2019-03-21 Auto-bracketing is not a good idea because if you generate a lot of low-quality links, they will be suggested only by garbage and âmaking a house into a garbage dumpâ will occur. It is true that keyword extraction on each page and making it into a link would be a disaster. But that is a problem of âlow quality,â not of automation. What is quality of links?
Consider a bad example
- For example, letâs say each page of a book is a Scrapbox page.
- If a certain keyword X appears 100 times, itâs not appropriate to make it a link all the time.
- If you see a hundred links, itâs just âWow, thatâs a lot of links.
- Then it would still be better to present only the information, âYou will find that keyword in book A.
- This is Examples of unexpected discoveries in searches.
- A keyword is unexpectedly presented as being included in a certain book and feels valuable
- You can open the book and search again to see which specific page in the book it is on.
- There is no straightforward way to achieve this on Scrapbox.
- For example, if each page has a âbook ID (name or ISBN)â, you can use the ID and a set of keywords to narrow down the search within a book.
- If we try to achieve this with a link, we would need a link that expresses âthe occurrence of keyword X in book Aâ.

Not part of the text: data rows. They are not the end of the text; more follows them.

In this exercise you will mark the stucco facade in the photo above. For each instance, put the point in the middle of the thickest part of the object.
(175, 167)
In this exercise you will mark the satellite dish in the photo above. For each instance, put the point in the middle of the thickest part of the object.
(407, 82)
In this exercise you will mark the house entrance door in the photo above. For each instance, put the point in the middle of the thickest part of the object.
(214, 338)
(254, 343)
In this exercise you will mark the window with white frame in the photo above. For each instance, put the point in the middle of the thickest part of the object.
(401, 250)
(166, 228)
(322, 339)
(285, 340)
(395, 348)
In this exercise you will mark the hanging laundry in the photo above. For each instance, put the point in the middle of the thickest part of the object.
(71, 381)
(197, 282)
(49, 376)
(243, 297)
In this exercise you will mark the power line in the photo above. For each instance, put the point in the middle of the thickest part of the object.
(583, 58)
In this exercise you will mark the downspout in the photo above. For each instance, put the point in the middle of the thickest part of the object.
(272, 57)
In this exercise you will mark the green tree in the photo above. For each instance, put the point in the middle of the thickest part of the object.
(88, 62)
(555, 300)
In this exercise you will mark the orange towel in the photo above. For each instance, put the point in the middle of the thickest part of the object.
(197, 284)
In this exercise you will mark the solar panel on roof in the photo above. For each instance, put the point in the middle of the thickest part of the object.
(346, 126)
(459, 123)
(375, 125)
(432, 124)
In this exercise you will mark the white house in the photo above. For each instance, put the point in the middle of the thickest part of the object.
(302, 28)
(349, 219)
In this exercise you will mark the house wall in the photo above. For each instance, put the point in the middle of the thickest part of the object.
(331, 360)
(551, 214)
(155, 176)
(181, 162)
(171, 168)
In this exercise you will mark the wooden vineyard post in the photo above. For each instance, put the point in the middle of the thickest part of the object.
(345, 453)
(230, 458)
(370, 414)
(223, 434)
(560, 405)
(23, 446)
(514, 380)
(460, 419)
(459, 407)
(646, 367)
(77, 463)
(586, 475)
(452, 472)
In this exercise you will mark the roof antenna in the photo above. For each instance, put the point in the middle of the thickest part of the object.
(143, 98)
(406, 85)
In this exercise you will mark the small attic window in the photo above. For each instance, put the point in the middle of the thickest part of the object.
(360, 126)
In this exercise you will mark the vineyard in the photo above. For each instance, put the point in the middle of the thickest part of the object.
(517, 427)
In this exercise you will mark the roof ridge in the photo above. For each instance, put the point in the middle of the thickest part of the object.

- If a certain keyword X appears 100 times, itâs not appropriate to make it a link all the time.
Narrow links are useful
-
In other words, âlinks that appear infrequently in other textâ are useful
- On the other hand, my most linked in Scrapbox is the
KJ method
and theEngineer's Intellectual Production Method
.- Words related to the content of interest are naturally frequent.
- The dilemma of choosing something that simply appears infrequently is to choose something that is âuninterestingâ.
- On the other hand, my most linked in Scrapbox is the
-
Similar concept to [IDF
- If all links are equivalent, then it is a function of IDF
- In fact, the links are not equivalent.
- The same âfive timesâ but these are different in usefulness.
- In fact, the links are not equivalent.
- If all links are equivalent, then it is a function of IDF
-
Links between distant objects are beneficial.
-
So there is ânearâ and âfarâ as a relationship between pages
- How is this defined?
-
What is Page proximity?
-
Pages belonging to the same chapter are close pages
- This should give the chapter structure as metadata
-
Pages belonging to the same authorâs book are close pages
-
Book > Chapter > Section ⊠Hierarchical Structure
-
When the lower structure contains keywords, the upper structure also contains keywords.
- This has a pooling feel to it.
- Hierarchical structure is a good fit for Given
- A keyword that appears five times in the same book is different from a keyword that appears five times in the same chapter or five times across chapters.
- pooling Then the former would be one time and the latter five times.
- Higher IDFs in higher tiers are more valuable.
- A keyword that appears five times in the same book is different from a keyword that appears five times in the same chapter or five times across chapters.
-
What if the hierarchical structure is not Given?
- Assuming a book, adjacent pages are close pages
- Pages with similar content (= many keywords in common) are close pages
- Hierarchical structures can be created by Agglomerative Hierarchical Clustering.
-
- [[Proximity is determined by search]] Can't you?
- [[nodal point of thought 2019-02-18#5c6a9ccfaff09e00004ee473|5c6a9ccfaff09e00004ee473]] as it relates to
-
Bonus if the link already exists in Scrapbox
-
I want it to be able to run incrementally.
-
I hope it can be improved incrementally.
This page is auto-translated from /nishio/èȘćăă©ă±ăăŁăłă° using DeepL. If you looks something interesting but the auto-translated English is not good enough to understand it, feel free to let me know at @nishio_en. Iâm very happy to spread my thought to non-Japanese readers.